E-mail:  

Editors Mailing List 
Submit News 

 

The Choice Is Yours
by Stacey Janssen

 

It stared off as just another normal day.

Nathanial had left the house early, kissing his wife, Julia, lightly on the cheek as she slept. Jogging had been part of his morning routine for ten years, ever since his doctor had told him that his health was in serious danger, and that it was start exercising or have a heart attack within the year. “Ultimately, the choice is yours,” the big man had said with a shrug.

So, Nathanial had chosen.

As he stepped outside, the cold air assaulted him as it did every morning, and as his muscles grew taut in the chilled air, he thought of how comfortable his bed would be right now, as he did every morning. And just like every morning, he shook off those thoughts and warmed up his muscles before his run.

Nathanial and his wife had lived in Big Bear for nearly fifteen years now, and while snow season on the mountain always forced him to take a different, safer route, his favorite path was the very same one that the cars took to get up to the city—large, secure rock face on one side, on the other, either a beautiful view or large trees in some places, but as Nathanial ran through these places, he felt as though he were the only person that existed.

This morning the streets were still wet. The rain had stopped hours ago, but the sun still refused to show its face. It wasn’t quite snow season yet, but the leaves were starting to turn, and Nathanial knew that he’d have to switch to his other route all too soon.

Some of the puddles on the ground were deeper than they appeared today. Already, Nathanial’s sweatpants were soaked to the knees from misjudging a few of them.

His lungs ached from the cold air and he longed once again for his warm bed—or at least his warm shower. Running was keeping his body temperature up for the most part, but he could still feel the cold air biting at his skin.

Seeing a very large puddle coming up —it was at least ten feet across—he began to veer to his right. He could have gone all the way around it, but decided instead that he would just cut through the shallower section—he was already soaked to the knees, after all, so as long as he didn’t run right through the middle of the thing, then he knew he wouldn’t be any worse off than he was already.

As his foot landed in the water, he felt the ground give a little under his weight in a way that he hadn’t felt before. Before he had time to really process what that might mean, his next step landed in the water and his whole body weight fell forward as his foot landed on nothing.

His body went under with a large splash and he immediately began waving his arms around in an attempt to grab onto something so that he could pull himself out. When they landed on nothing but more water, he forced himself to calm down—it was only a puddle, after all—and began treading water to keep himself afloat. As he looked, he saw that the asphalt was only a few feet beyond his reach. He began moving in that direction.
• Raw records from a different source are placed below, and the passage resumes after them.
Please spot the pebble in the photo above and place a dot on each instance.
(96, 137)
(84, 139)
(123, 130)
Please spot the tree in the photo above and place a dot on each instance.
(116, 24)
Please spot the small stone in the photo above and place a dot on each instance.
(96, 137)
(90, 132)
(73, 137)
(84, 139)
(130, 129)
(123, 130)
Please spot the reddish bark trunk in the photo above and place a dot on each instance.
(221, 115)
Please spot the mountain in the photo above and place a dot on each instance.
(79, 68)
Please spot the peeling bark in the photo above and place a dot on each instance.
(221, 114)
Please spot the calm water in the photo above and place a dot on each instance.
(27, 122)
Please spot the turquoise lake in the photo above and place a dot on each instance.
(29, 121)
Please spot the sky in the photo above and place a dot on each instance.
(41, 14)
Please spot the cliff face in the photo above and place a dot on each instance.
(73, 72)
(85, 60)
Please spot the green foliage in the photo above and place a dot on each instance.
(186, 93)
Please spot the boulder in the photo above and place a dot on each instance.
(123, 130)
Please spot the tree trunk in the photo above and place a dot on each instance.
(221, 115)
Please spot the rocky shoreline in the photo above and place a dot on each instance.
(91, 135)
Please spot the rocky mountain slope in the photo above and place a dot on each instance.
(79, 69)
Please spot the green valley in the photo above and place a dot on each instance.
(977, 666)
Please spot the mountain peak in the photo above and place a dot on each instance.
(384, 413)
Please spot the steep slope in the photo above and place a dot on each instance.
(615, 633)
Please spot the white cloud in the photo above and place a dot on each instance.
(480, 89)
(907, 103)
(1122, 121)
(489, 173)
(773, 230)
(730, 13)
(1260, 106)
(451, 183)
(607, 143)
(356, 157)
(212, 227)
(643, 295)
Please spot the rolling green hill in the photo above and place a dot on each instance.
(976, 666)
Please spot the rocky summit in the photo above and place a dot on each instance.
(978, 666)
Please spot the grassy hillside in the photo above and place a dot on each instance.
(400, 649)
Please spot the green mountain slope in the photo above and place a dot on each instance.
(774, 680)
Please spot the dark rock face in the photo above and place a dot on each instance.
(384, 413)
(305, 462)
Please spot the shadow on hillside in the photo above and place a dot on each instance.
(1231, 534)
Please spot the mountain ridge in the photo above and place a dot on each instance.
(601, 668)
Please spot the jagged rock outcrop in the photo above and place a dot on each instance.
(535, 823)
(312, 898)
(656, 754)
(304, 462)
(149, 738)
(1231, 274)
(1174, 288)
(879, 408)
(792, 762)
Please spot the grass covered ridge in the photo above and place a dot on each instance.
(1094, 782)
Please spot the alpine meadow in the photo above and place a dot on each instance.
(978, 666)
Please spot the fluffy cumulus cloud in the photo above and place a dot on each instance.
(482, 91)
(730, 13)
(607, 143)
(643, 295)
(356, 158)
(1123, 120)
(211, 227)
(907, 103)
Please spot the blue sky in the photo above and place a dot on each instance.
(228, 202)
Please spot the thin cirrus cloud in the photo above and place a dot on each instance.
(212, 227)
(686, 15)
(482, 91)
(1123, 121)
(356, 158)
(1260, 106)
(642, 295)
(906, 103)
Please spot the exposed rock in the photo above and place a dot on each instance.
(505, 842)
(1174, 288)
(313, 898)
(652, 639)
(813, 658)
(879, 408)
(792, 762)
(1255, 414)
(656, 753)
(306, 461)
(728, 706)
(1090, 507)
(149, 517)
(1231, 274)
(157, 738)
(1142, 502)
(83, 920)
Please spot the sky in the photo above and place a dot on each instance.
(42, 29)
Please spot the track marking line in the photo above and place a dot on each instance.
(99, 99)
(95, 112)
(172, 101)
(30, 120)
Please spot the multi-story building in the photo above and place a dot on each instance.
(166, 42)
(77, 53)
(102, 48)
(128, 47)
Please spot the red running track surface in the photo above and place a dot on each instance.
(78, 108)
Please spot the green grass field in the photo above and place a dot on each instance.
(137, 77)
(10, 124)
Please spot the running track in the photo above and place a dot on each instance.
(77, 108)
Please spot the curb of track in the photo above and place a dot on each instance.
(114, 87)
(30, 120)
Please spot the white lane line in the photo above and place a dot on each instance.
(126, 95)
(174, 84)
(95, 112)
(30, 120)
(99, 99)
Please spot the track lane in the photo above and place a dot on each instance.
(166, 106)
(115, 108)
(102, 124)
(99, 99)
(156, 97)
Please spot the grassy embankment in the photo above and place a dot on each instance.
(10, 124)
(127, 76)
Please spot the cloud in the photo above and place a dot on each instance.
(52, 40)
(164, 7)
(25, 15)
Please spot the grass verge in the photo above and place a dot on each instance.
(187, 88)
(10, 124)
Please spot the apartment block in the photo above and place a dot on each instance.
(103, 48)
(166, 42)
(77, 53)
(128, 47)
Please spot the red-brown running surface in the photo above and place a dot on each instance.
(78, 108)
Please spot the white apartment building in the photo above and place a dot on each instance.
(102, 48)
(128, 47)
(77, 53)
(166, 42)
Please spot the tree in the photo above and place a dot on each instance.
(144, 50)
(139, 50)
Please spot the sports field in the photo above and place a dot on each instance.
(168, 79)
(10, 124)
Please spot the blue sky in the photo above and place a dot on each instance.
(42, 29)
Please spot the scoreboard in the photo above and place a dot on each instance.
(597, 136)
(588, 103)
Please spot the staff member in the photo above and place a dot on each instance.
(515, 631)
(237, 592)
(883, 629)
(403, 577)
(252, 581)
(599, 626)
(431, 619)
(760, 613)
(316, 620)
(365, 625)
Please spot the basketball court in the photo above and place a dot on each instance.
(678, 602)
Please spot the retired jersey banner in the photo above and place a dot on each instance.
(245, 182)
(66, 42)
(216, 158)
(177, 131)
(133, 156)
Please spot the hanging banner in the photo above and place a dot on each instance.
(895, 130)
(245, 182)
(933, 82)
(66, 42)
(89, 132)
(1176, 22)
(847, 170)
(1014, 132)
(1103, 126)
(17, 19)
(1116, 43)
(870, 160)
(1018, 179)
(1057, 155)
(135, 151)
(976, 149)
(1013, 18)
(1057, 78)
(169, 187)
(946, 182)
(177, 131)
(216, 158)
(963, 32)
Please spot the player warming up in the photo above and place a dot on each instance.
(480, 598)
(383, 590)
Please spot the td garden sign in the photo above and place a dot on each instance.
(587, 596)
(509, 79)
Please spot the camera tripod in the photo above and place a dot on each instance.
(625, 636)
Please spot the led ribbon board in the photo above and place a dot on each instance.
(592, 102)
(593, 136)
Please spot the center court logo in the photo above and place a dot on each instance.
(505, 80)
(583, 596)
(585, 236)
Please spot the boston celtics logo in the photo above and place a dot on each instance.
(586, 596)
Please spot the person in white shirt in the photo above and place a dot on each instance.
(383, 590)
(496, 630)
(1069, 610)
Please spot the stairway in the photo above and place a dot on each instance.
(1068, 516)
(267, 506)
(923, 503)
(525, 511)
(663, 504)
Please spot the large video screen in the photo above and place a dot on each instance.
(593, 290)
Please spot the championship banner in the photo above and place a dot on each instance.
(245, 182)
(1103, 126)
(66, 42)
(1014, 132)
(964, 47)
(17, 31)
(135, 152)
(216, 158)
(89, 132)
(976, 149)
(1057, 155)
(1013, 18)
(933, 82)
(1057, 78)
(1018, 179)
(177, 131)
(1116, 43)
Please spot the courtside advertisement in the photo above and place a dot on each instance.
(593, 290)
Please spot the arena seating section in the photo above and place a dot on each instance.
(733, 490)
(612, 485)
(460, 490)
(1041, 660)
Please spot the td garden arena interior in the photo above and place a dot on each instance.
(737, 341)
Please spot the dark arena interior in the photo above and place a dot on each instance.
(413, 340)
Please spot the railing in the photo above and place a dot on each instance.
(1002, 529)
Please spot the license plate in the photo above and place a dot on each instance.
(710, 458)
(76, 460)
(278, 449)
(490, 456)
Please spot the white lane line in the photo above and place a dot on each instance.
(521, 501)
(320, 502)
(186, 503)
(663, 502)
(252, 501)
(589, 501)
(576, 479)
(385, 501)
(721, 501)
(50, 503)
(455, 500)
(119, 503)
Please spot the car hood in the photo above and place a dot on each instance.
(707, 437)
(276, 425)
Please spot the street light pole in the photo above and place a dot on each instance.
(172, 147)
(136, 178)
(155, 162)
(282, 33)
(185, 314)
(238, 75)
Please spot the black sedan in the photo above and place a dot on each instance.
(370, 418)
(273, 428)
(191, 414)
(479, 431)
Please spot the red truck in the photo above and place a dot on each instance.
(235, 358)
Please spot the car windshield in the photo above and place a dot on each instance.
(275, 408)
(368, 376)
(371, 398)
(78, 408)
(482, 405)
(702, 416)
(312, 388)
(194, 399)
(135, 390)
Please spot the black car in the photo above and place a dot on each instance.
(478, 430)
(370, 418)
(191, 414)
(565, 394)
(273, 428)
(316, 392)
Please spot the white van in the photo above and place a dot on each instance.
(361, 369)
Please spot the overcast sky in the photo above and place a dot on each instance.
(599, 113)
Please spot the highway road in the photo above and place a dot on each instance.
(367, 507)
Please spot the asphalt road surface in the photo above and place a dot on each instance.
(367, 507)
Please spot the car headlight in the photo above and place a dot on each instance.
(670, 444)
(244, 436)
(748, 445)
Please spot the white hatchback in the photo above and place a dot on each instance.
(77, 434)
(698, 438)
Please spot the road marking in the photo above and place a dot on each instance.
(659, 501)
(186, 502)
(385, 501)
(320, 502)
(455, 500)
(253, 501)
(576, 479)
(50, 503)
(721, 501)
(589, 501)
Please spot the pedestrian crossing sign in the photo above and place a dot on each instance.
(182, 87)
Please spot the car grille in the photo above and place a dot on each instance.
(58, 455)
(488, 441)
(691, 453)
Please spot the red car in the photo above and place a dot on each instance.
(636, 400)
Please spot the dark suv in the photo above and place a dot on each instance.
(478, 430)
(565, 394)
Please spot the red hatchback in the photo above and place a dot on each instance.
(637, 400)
He didn’t even have time to wonder how on earth a puddle in the middle of the road could swallow his entire body.

He reached out his arm, the road now inches from his fingertips, and something wrapped itself around his leg. He tried to pull his leg away, but the ropelike object only got tighter. He reached down to try to pull his leg free, but just as his hands wrapped around what felt like seaweed, another vine of it slithered up from the depths and around his arms. Struggling to twist himself free, he realized that he was being pulled down into the water—Some puddle this turned out to be, was his last thought before losing consciousness.

#

He was conscious of the dim light surrounding him before he opened his eyes. Shadows of figures moving around the room played across his eyelids. He heard hurried, hushed whispers coming from different parts of the room, all in the same language that was like nothing he had ever heard. It gave him the strange impression of somebody playing a recording backward, only it came across in a more pleasing way, not as gruff as he might have expected.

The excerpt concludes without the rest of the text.